Ce printemps, l’OS-m transporte son public au cœur de l’Europe du Sud-Est. Fidèle à sa tradition de proposer deux concerts annuels – l’un souvent dédié au grand répertoire symphonique romantique du XIXe siècle, l’autre ouvert aux sonorités du monde – l’orchestre surprend avec une programmation aussi audacieuse que rare dans le paysage orchestral.

À la baguette, Ernst Schelle insuffle une énergie nouvelle à travers ce programme artistique, où les rythmes et couleurs de la culture balkanique viennent bousculer les conventions. «Le fait que les ethnies se soient rassemblées pour vivre ensemble a donné une pluriculture incroyable. Présenter un tel répertoire permet de faire connaître un peu mieux cette riche tradition musicale», relève le chef d’orchestre, qui a beaucoup voyagé et œuvré dans les Balkans.

À la tête de l’orchestre depuis 2003, le natif de Potsdam compte perpétuer cette proposition. «Dans nos régions, nous sommes quelquefois un peu trop timides par rapport à la découverte d’autres cultures. J’essaie ainsi d’approcher des horizons différents et d’apporter une certaine ouverture, d’une part pour le public, mais aussi pour les musiciens.»

Au-delà des frontières musicales

Fondé par les chanoines de l’Abbaye de Saint-Maurice il y a près de deux siècles, l’Orchestre de Saint-Maurice réunit des musiciens non professionnels venant majoritairement du Bas-Valais, mais aussi des cantons de Vaud et Fribourg.

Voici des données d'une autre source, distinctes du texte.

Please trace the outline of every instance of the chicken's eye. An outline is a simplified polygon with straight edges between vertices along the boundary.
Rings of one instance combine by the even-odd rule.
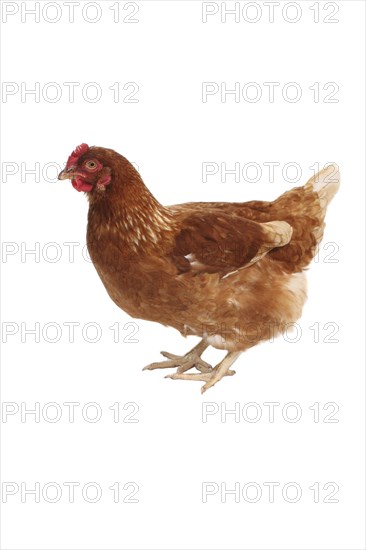
[[[85,168],[87,168],[88,170],[95,170],[96,168],[98,168],[98,165],[95,160],[88,160],[85,163]]]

Faisant la part belle au répertoire symphonique classique, l’orchestre, fort aujourd’hui d’une septantaine de musiciens, perpétue une longue tradition musicale. «La génération la plus âgée est très attachée au répertoire de la musique classique, mais elle est quand même très ouverte à la découverte», confie Ernst Schelle. Dans notre recherche d’originalité, on cherche aussi à attirer le public jeune. Les musiques des Balkans sont presque un <must> à leur présenter!»

La violoniste Gabrielle Maillard interprétera le «Nigun» d’Ernest Bloch et la «Fantaisie symphonique» de Stevan Hristić. Au programme également une «Rhapsodie Albanaise» de Gerti Druga, ainsi que la suite «Le Message» de Maurice Jarre, écrite pour le film (1976) éponyme. La soirée se conclura avec «Le Nombril du monde» de Goran Bregović, en collaboration avec l’octuor vocal «Vocalisti», dirigé par Norbert Carlen. Une œuvre, selon son compositeur, évoquant le syncrétisme religieux entre islam, christianisme et judaïsme.